La Confederación Hidrográfica del Segura inicia la celebración de su centenario tras un siglo de gestión de un recurso esencial para el desarrollo del sureste.
El Cuartel de Artillería de Murcia acogió el pasado 28 de enero el acto de apertura del centenario de la Confederación Hidrográfica del Segura (CHS), una efeméride que se celebrará a lo largo de 2026 y que servirá para repasar un siglo de gestión del agua en una de las cuencas más complejas del país. El encuentro reunió a responsables institucionales, antiguos presidentes del organismo, usuarios del agua y representantes del ámbito agrario, ambiental y social, como punto de partida de un año de reflexión y divulgación.
La inauguración institucional contó con la participación del delegado del Gobierno en la Región de Murcia, Francisco Lucas, y del concejal de Planificación Urbanística, Huerta y Medio Ambiente del Ayuntamiento de Murcia, Antonio Navarro, quienes destacaron la importancia de la cooperación entre administraciones para afrontar los retos actuales de la gestión hídrica.
Un año para mirar al pasado y al futuro
El acto supuso el inicio de un programa conmemorativo con el que la Confederación pretende acercarse a la ciudadanía, explicar su función y poner en valor su trayectoria como entidad pública encargada de planificar, regular y proteger el agua en el sureste peninsular. Cien años después de su creación, la CHS continúa desarrollando su labor en un territorio marcado por la escasez hídrica y por la necesidad de conciliar usos diversos.
La bienvenida institucional corrió a cargo del presidente de la Confederación Hidrográfica del Segura, Mario Urrea, quien situó el centenario como una oportunidad para analizar la evolución de la política del agua en la demarcación del Segura y reflexionar sobre los retos presentes y futuros.
Un siglo de historia de la Confederación
El repaso histórico fue uno de los ejes centrales de la jornada. El cronista y periodista Antonio Botías ofreció una panorámica de los orígenes y la evolución de la Confederación Hidrográfica del Segura, contextualizando su creación en 1926 dentro del impulso estatal a las confederaciones hidrográficas como modelo de gestión por cuencas.
La CHS fue la segunda confederación hidrográfica en constituirse en España, tras la del Ebro, y desde sus inicios apostó por la planificación integral de los recursos hídricos y la participación de los usuarios. Sus antecedentes se remontan a finales del siglo XIX, cuando las frecuentes riadas del Segura impulsaron los primeros proyectos de defensa frente a inundaciones.

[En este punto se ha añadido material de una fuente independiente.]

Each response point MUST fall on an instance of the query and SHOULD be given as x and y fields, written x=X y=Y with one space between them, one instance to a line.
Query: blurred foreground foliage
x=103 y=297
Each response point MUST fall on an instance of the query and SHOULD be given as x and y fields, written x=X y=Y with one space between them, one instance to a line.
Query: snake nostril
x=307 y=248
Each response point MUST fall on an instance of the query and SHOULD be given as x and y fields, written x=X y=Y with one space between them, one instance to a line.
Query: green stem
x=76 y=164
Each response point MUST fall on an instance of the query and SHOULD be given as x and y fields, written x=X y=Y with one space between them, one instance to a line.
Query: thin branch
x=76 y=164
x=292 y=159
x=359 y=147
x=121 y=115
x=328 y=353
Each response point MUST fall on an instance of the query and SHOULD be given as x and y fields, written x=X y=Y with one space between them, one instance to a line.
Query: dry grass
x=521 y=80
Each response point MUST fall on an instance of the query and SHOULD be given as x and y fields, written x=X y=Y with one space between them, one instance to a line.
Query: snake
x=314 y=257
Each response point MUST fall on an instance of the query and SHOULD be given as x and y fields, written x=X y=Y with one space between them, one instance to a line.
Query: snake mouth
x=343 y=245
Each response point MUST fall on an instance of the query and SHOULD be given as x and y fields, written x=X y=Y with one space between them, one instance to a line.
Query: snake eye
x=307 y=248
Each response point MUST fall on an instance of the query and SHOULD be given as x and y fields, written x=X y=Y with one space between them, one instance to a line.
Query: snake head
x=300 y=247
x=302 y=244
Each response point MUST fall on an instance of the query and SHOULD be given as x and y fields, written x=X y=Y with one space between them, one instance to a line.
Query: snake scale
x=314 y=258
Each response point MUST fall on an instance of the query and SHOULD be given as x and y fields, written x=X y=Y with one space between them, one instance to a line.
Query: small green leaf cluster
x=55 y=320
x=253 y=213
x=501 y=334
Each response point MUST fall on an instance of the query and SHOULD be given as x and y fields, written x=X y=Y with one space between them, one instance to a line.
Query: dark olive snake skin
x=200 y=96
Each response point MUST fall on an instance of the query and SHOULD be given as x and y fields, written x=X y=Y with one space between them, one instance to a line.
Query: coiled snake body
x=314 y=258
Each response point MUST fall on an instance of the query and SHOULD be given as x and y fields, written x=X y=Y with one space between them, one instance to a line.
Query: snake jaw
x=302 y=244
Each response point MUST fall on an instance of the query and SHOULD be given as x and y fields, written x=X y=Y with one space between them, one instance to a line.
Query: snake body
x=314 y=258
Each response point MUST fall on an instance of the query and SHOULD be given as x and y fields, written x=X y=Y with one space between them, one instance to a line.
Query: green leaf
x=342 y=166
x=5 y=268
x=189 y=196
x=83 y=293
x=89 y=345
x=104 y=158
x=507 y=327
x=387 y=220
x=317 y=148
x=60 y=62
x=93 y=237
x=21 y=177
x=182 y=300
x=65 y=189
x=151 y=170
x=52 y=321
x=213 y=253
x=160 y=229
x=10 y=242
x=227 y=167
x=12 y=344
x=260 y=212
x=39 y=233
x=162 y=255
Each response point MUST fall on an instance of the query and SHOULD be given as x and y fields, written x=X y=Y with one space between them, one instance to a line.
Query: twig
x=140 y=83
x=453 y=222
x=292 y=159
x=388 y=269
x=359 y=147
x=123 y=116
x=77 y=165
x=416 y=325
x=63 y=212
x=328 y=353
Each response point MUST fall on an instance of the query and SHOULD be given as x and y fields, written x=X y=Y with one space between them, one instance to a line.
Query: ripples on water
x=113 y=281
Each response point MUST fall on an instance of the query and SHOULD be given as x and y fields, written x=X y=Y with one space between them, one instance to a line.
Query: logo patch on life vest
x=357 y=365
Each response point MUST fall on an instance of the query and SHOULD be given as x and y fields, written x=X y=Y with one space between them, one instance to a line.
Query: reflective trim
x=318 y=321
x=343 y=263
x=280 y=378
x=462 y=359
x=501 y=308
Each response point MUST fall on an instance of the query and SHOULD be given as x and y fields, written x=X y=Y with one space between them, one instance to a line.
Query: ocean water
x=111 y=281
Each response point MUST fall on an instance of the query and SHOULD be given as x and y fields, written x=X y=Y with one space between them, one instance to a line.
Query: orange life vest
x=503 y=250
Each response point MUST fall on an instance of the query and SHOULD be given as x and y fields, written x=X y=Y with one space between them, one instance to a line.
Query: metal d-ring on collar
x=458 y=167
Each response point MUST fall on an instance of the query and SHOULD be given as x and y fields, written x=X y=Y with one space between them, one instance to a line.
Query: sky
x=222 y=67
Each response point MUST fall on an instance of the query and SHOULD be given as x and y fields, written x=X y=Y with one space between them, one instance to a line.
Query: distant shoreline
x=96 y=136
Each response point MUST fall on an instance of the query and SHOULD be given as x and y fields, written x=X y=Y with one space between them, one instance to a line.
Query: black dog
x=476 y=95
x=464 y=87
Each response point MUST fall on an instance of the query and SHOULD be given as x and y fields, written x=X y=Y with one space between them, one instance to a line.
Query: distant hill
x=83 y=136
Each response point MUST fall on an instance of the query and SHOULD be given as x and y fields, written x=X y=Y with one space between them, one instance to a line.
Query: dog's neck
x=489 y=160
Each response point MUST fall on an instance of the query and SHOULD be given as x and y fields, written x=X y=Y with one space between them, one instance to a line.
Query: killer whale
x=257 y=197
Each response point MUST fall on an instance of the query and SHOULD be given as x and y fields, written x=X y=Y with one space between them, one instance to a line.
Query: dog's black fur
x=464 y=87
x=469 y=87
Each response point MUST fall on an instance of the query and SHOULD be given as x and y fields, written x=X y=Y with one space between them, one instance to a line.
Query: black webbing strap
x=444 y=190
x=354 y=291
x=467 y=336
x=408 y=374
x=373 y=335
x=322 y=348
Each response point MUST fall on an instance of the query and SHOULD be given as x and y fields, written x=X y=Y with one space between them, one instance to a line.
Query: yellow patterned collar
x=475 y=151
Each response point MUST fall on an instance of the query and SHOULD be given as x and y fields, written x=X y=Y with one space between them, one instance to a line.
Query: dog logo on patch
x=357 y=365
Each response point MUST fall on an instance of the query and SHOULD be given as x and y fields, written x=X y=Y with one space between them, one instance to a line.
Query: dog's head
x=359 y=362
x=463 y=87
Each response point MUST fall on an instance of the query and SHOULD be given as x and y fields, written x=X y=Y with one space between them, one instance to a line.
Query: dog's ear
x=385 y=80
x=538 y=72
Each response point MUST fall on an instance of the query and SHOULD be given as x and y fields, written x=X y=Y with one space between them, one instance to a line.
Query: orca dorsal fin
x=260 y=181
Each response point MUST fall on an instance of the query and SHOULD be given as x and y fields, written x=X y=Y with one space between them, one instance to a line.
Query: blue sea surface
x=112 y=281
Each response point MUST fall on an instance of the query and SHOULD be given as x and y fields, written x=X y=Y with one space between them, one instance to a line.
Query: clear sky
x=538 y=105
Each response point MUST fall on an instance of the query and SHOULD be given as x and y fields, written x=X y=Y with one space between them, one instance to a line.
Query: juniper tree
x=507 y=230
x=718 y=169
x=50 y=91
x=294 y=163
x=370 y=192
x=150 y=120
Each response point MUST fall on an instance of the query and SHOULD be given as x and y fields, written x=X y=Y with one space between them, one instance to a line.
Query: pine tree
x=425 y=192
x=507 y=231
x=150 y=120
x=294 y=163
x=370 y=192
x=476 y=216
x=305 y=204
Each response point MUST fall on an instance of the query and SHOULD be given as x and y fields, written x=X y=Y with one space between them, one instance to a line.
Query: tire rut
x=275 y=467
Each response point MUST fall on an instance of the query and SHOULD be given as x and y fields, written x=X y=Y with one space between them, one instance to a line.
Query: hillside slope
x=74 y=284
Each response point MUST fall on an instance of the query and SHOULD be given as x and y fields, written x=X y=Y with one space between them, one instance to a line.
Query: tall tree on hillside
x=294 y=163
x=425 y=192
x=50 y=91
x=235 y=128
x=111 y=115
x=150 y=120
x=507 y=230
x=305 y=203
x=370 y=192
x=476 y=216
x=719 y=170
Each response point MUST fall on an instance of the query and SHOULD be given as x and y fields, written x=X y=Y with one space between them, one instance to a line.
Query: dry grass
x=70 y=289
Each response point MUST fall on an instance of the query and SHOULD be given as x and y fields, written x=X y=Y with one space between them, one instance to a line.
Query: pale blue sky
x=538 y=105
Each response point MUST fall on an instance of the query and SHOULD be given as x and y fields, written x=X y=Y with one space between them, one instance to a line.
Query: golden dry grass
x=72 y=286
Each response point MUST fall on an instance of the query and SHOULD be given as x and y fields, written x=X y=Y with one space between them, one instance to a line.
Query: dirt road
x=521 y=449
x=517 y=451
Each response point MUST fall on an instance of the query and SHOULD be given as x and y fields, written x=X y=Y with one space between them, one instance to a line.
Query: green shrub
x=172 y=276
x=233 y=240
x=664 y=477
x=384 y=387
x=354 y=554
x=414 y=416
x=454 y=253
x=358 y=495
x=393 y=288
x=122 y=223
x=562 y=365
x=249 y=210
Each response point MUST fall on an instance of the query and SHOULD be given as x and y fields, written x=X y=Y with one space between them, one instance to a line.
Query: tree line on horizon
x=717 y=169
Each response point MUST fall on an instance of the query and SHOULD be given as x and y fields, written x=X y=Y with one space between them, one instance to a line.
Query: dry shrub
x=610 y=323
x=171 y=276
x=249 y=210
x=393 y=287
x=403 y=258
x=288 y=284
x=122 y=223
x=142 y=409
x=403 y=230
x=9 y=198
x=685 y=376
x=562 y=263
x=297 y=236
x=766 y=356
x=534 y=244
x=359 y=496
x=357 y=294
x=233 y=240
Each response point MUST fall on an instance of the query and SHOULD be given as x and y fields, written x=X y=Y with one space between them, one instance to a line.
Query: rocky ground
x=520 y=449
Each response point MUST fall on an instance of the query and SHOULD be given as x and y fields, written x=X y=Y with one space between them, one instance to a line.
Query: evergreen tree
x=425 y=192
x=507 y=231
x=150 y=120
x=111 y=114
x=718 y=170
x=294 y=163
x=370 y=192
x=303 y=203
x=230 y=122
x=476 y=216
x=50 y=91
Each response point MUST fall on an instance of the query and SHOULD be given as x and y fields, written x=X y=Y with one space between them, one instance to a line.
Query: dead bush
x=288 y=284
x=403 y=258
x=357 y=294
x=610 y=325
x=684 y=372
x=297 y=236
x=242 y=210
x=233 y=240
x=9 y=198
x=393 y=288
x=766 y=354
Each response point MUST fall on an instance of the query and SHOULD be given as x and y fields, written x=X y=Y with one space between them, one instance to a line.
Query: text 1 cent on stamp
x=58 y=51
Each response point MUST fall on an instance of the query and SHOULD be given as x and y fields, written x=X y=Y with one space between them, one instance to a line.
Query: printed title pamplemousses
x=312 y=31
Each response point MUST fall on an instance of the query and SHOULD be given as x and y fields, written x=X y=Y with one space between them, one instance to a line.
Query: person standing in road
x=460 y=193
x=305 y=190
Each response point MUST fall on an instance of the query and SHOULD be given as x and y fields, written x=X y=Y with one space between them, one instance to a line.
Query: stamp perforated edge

A lo largo del siglo XX, la Confederación fue ampliando sus competencias en planificación hidrológica, ejecución de obras y regulación de aprovechamientos, hasta la configuración actual del organismo de cuenca definida por la Ley de Aguas de 1985. El recorrido se completó con la proyección del vídeo Cien años de Confederación.
Voces de la Presidencia
Uno de los momentos más destacados fue la mesa redonda con los cuatro últimos presidentes del organismo: Juan Cánovas Cuenca, José Salvador Fuentes Zorita, Charo Quesada Gil y Miguel Ángel Ródenas Cañada. El diálogo permitió abordar cuestiones clave como la escasez estructural, la gestión de sequías e inundaciones, el trasvase Tajo-Segura, la desalación y el creciente peso de la gestión ambiental y la adaptación al cambio climático.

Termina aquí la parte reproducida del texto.